One advancement in technology can change everything. Likewise, a change in policy can turn everything topsy-turvy. Witness the Clinton administration’s decision last week to no longer purposely degrade GPS signals, which overnight had the end effect of making GPS devices more accurate. The adjustment has the potential to change how every wireless carrier deploys E911 service because an off-the-shelf, GPS-based solution suddenly meets federal requirements for delivering E911 position location services.

As much as businesses need to be flexible in light of potential policy and technology changes, governments must be able to adapt to those changes, too.

However, state and federal officials seem to be dragging their feet about passing laws to accommodate today’s rapidly changing environment.

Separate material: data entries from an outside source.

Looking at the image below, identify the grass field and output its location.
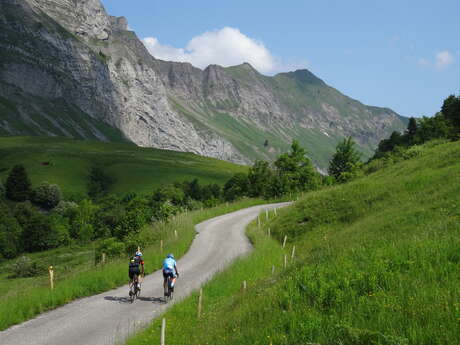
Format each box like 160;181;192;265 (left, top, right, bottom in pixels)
0;198;268;330
126;140;460;345
0;136;247;197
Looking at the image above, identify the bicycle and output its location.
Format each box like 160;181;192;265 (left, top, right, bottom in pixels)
129;275;141;303
164;275;177;301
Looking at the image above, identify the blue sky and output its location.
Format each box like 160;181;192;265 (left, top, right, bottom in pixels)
102;0;459;118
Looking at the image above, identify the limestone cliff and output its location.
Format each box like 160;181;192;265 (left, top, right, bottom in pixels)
0;0;406;169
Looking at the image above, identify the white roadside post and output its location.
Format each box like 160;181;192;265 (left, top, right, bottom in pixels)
291;245;296;261
161;318;166;345
48;266;54;290
282;235;287;249
198;288;203;319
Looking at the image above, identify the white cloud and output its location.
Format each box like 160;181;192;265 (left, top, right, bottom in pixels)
142;27;307;74
418;58;430;67
435;50;454;70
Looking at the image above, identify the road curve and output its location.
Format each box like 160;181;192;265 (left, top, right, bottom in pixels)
0;202;290;345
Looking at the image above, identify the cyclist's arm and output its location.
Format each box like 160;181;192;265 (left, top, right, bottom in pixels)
174;264;179;276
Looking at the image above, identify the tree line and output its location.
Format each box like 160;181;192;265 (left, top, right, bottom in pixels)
0;140;329;260
373;94;460;158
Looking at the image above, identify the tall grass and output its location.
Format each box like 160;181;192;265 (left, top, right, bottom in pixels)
125;210;285;345
125;140;460;345
0;198;266;330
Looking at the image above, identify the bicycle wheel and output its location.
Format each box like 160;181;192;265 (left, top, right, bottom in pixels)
129;285;135;303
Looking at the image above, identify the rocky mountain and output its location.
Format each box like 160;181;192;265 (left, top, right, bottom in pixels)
0;0;407;170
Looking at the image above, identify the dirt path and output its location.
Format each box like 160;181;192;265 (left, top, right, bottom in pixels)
0;202;289;345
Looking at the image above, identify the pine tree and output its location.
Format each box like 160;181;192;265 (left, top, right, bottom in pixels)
5;165;32;202
407;117;418;137
328;137;362;182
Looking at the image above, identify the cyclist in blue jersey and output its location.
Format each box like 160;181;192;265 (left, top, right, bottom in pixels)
162;253;179;293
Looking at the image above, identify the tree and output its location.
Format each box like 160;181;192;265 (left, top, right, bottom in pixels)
13;202;60;252
414;113;454;143
328;137;362;183
406;117;418;138
274;140;318;192
223;173;249;201
441;94;460;130
247;160;273;197
87;167;114;199
5;165;32;202
0;202;23;259
32;182;62;209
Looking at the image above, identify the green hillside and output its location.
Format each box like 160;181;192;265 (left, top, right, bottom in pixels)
127;139;460;345
170;65;406;170
0;137;247;197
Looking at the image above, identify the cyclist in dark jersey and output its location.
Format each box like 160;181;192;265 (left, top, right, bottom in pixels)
128;251;144;292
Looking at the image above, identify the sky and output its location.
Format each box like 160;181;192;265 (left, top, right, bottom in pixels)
101;0;459;118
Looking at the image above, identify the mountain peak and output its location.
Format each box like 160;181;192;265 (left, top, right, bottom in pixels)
277;69;325;86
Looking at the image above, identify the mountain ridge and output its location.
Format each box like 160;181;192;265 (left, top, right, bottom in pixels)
0;0;407;169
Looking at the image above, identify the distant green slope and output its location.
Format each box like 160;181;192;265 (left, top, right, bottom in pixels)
0;137;247;197
170;64;406;170
128;140;460;345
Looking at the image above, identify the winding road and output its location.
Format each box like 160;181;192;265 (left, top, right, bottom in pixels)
0;203;289;345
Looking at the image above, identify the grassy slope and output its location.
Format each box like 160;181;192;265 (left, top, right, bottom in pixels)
172;65;403;170
0;136;247;197
0;198;267;330
127;140;460;345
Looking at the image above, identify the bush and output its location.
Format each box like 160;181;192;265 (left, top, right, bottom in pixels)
0;203;23;259
32;182;62;209
53;200;79;214
95;238;125;262
5;165;32;202
13;202;61;252
8;256;47;278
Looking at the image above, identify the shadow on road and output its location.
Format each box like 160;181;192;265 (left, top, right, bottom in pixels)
104;296;131;304
104;296;166;304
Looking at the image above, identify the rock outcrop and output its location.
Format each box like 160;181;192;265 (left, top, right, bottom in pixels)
0;0;407;169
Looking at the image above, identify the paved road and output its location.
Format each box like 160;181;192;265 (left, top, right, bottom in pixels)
0;203;289;345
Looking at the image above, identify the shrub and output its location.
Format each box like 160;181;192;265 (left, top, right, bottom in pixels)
95;238;125;262
0;203;23;259
32;182;62;209
5;165;32;202
8;256;47;278
13;202;60;252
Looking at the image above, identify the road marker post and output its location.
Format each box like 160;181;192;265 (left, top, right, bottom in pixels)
243;280;247;291
282;235;287;249
268;227;271;237
174;230;178;238
101;252;106;264
161;318;166;345
291;245;296;261
198;288;203;319
160;240;163;253
48;266;54;290
284;254;287;269
257;216;261;228
272;265;275;274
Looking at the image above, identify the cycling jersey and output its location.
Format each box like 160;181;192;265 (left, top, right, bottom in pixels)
129;256;144;272
162;257;176;272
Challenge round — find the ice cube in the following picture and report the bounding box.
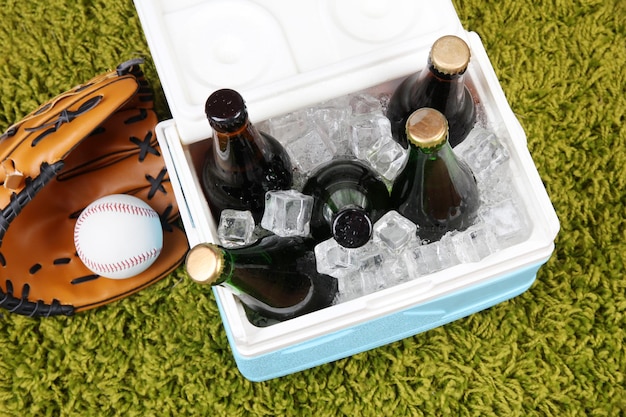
[261,190,313,237]
[362,136,408,181]
[449,223,499,263]
[314,238,358,279]
[268,109,311,142]
[349,93,385,116]
[332,241,388,301]
[217,209,257,248]
[353,241,387,291]
[268,110,333,175]
[318,238,404,301]
[456,127,510,181]
[372,210,418,252]
[402,238,460,277]
[357,249,409,291]
[479,198,530,246]
[477,165,516,206]
[378,92,391,115]
[349,114,394,159]
[309,100,351,137]
[334,272,368,303]
[284,128,336,174]
[309,104,352,157]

Take universal service provisions. State regulatory agencies and the Federal Communications Commission are slow in giving wireless carriers access to universal-service funds, even though they don’t have a problem asking those same wireless carriers to pay into the fund to provide universal service.

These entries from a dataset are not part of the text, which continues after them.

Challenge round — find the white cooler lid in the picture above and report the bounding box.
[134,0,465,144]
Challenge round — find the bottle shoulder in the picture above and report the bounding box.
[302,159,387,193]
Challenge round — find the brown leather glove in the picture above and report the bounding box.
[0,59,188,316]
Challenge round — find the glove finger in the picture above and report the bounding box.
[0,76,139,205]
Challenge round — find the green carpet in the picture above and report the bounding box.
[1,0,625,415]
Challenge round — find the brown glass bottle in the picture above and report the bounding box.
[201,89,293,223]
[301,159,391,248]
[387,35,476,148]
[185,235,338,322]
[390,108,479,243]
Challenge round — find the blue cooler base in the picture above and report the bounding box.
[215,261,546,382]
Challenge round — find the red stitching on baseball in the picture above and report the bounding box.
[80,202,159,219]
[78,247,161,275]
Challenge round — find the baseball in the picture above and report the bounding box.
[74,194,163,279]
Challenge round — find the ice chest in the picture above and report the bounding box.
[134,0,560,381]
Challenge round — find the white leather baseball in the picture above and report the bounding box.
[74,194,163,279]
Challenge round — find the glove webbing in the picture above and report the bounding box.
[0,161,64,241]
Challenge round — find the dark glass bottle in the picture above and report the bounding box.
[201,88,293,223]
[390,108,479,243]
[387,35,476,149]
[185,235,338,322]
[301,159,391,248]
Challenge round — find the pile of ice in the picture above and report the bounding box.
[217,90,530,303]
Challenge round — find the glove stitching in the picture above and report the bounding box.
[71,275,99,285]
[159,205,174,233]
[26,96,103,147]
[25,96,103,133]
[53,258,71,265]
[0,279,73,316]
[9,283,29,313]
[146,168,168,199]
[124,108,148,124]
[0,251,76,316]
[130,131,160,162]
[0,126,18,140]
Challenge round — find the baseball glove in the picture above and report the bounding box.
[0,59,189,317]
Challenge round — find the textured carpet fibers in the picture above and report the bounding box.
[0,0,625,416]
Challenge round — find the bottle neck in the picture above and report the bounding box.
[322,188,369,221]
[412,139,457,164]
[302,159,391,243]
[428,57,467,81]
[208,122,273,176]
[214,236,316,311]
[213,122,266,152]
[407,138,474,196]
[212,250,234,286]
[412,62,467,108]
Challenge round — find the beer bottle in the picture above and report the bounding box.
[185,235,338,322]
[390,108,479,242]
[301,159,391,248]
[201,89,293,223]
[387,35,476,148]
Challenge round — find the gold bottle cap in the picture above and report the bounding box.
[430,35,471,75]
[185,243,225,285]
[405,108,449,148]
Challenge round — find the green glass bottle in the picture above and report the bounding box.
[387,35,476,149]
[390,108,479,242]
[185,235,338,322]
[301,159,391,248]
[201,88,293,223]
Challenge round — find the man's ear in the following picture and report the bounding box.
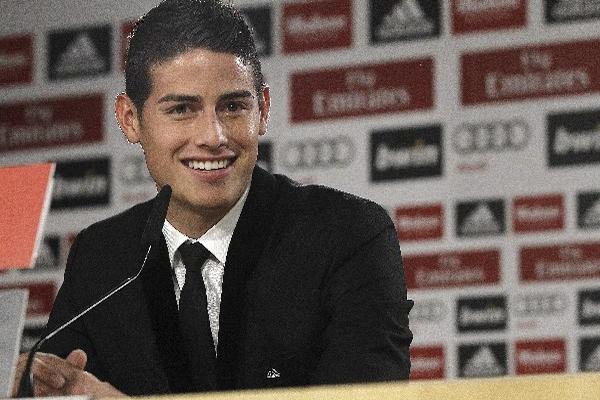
[258,85,270,137]
[115,93,142,143]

Why? Because it’s a policy change that forces a change in mind-set.

Eligible telecommunications carriers in the past have been those wired companies willing to bring telecom service to the boondocks and regions where the economically deprived live. Government has decided it is only fair to compensate carriers willing to offer service in those regions where perhaps they wouldn’t make a profit by following conventional business plans.

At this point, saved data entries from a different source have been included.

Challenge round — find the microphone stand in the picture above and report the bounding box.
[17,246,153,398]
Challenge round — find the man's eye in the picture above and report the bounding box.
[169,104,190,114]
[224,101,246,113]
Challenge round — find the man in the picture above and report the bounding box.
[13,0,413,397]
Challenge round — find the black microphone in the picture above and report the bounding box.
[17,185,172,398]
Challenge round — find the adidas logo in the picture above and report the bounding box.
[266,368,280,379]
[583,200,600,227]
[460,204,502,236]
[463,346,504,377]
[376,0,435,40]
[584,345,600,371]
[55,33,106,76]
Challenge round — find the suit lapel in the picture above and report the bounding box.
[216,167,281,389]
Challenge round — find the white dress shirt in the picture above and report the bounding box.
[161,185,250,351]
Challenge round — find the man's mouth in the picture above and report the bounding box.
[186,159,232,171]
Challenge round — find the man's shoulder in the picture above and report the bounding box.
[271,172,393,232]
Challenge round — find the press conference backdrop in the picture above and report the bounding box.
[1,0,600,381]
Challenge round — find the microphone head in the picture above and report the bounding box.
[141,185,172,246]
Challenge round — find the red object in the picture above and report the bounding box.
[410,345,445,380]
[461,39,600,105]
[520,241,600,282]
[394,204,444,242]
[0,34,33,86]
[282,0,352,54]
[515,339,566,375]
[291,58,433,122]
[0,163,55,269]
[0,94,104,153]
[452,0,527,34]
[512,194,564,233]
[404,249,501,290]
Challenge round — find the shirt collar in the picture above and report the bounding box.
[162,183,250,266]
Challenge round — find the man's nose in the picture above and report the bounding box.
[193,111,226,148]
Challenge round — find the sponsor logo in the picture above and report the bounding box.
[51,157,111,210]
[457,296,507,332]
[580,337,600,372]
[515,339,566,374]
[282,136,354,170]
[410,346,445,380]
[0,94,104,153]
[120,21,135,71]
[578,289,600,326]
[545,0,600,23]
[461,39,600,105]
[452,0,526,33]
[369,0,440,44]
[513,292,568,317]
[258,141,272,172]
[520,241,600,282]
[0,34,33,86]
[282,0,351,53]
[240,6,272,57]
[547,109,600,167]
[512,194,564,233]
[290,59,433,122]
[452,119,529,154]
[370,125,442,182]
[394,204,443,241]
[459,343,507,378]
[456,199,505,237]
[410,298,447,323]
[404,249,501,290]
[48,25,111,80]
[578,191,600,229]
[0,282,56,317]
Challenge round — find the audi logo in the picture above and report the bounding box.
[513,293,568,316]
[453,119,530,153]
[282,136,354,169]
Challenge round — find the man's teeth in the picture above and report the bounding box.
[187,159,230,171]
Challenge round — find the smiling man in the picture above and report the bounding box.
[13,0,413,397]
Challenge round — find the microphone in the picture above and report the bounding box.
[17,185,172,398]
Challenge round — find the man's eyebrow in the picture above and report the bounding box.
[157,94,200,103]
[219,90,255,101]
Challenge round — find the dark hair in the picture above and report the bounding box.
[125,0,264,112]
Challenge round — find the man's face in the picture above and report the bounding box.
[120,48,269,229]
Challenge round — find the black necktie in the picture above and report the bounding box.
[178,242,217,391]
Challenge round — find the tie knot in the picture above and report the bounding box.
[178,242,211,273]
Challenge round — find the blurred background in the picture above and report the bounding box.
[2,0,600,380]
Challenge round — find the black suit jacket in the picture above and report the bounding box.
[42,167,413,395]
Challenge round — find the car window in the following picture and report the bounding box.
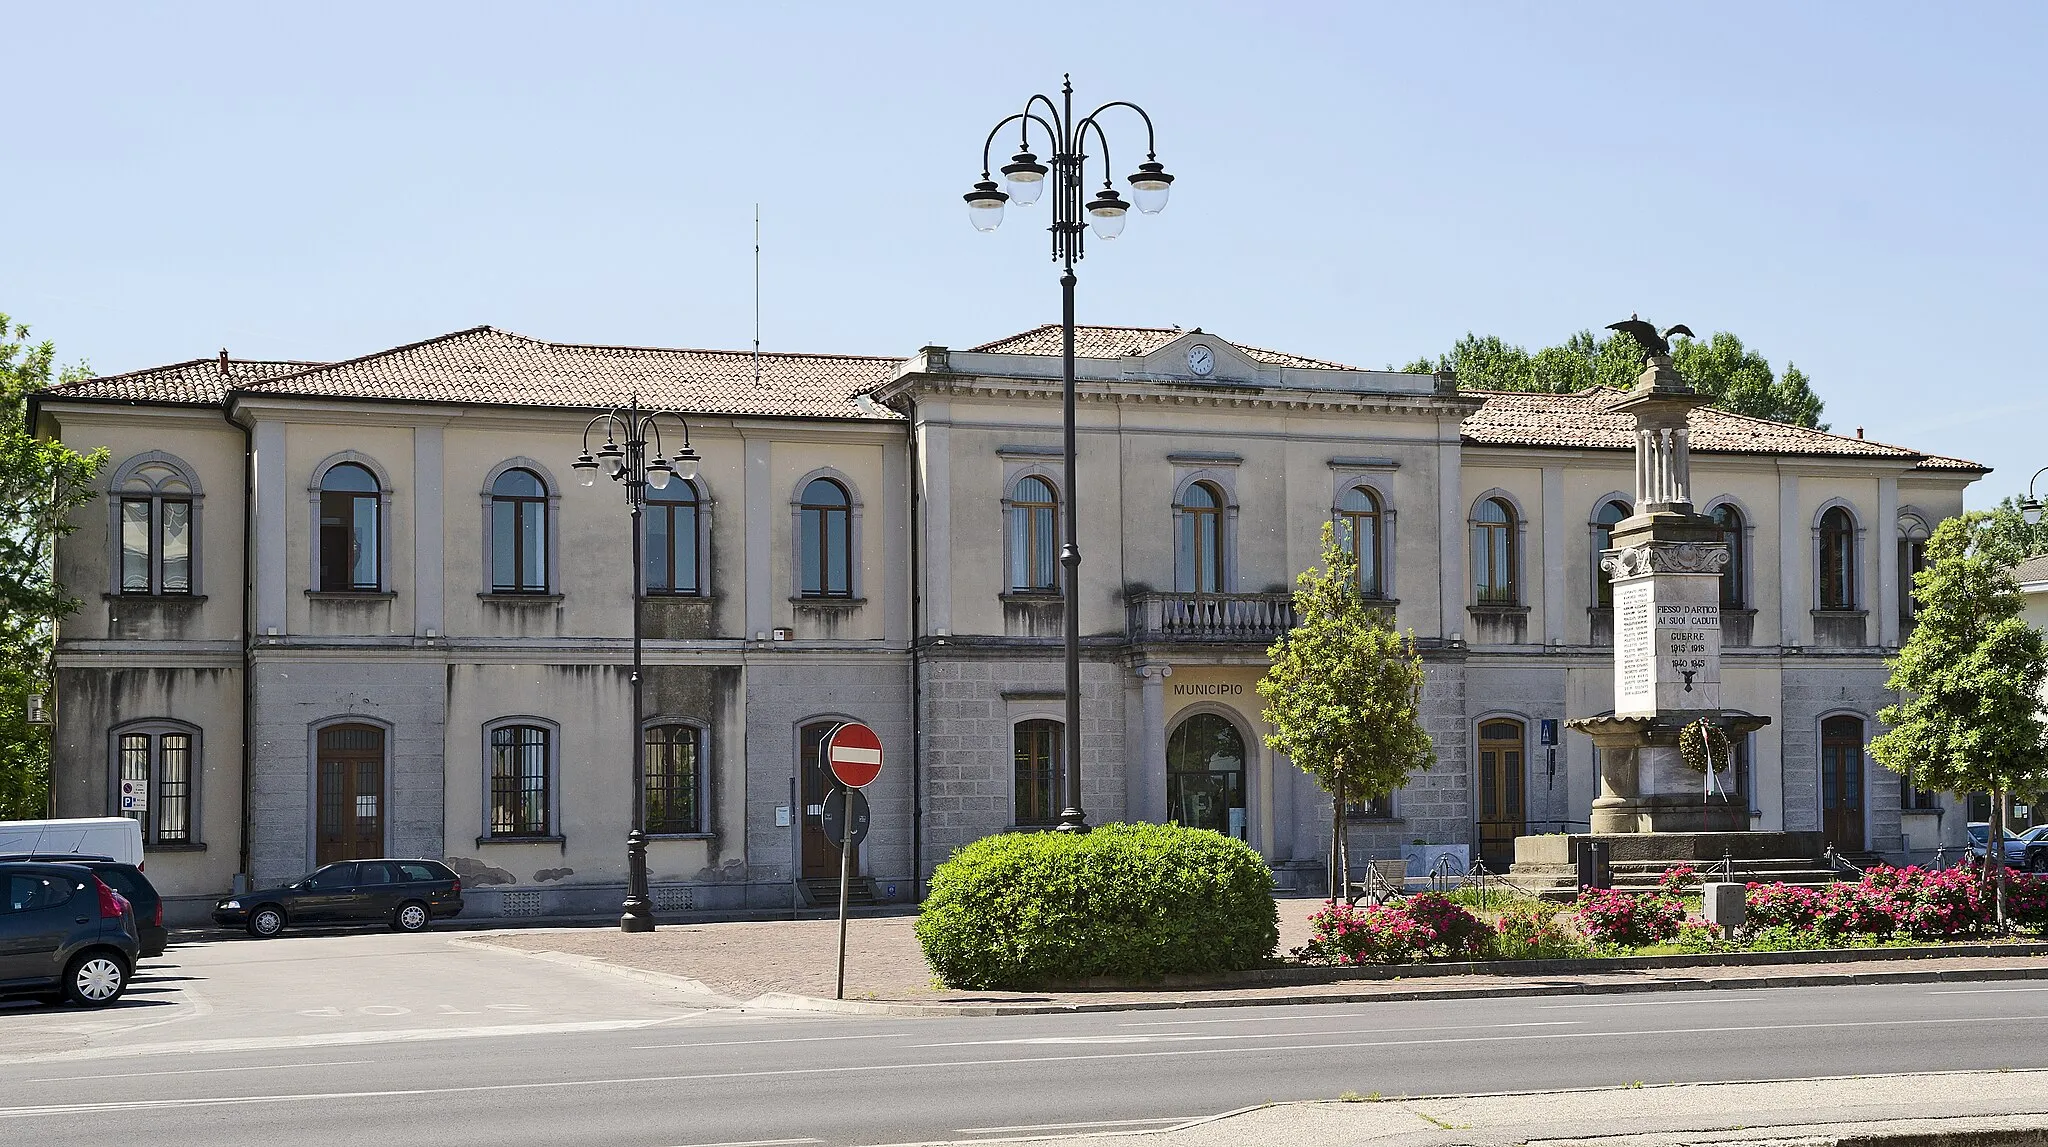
[357,862,396,885]
[307,864,357,890]
[398,863,440,883]
[94,868,142,898]
[6,874,80,912]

It takes a change in one’s thinking to say that a wireless network can provide as essential a service as a wired network.

Wireless carriers like Western Wireless repeatedly have tried to gain ETC status to offer wireless solutions as an alternative to fixed service in a number of states, but by and large, their efforts have been fruitless.

In South Dakota, for example, state government required the wireless carrier to provide service statewide before it could be eligible for ETC funds. But Western Wireless can’t do that because its license doesn’t allow it to offer service across the entire state. Western has asked the FCC for help and is still waiting.

As technology changes come to the United States, the old rules don’t always make sense. Governments have to be nimble enough to evolve their rules to accommodate today’s new technology-enabled environment.